I am lucky enough to work with children in my practice, and having a 5 year old of my own, i'm a big fan of using visualisation in mindfulness and meditation practice.
A note to parents: Read through this meditation a couple of times and get a feel for it. Don't be afraid to add your own flavour. Use a calm, slow and steady voice.
Here is the butterfly meditation:
Lying on your back on the floor or on your bed, place your hands on your tummy.

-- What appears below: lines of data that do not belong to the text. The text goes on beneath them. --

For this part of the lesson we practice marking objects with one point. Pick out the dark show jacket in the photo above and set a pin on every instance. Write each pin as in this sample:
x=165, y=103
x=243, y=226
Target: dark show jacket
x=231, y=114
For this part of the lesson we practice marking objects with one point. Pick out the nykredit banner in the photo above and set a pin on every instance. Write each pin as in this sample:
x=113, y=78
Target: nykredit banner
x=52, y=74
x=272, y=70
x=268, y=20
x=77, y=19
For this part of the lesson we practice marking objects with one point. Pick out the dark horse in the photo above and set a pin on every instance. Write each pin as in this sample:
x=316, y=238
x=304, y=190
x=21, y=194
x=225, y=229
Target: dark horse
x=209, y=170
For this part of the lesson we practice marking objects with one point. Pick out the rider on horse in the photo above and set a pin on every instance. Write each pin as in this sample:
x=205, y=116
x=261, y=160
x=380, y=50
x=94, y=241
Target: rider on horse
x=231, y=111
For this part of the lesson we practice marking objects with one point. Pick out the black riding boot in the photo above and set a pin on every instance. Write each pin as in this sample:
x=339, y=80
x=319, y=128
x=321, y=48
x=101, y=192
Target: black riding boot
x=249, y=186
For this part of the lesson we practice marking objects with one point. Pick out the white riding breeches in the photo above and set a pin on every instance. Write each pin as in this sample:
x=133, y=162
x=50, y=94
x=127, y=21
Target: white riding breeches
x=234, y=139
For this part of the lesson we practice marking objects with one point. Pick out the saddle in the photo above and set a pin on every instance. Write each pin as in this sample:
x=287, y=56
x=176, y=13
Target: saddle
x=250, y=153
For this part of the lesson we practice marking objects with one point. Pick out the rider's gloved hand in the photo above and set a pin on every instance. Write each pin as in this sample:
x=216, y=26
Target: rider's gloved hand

Close your eyes and breathe gently.
Feel your breath moving your hands up and down, up and down.
Count to ten, breathing in at 1, out at 2, in at 3, out at 4, in at 5, out at 6, in at 7, out at 8, in at 9 and out at 10.
Let your breath return to normal.
Imagine a beautiful butterfly has come to rest on your chest. What colour is your butterfly? As you breathe in and out see the butterfly rise and fall, rise and fall..
Watch now as your butterfly lifts up gently flapping its' wings. Feel the gentle breeze as the butterfly gently begins to float down your body to your toes.
The butterfly has landed on your toes. Feel your toes relax.
The butterfly is now gently flying slowly up your body - past your lower legs, your thighs and up to your tummy. As the butterfly flaps its wings feel your legs and tummy relax.
The butterfly is gently flying past your chest and hands, arms and neck. Feel them relax.
The butterfly is floating past your face to the top of your head. Feel your face and head relax.
As the butterfly gently rests on the top of your head feel your whole body relax, your whole body relax.
Thank your big strong body for helping you on this busy day and thank your butterfly for helping you bring your attention to your body to relax.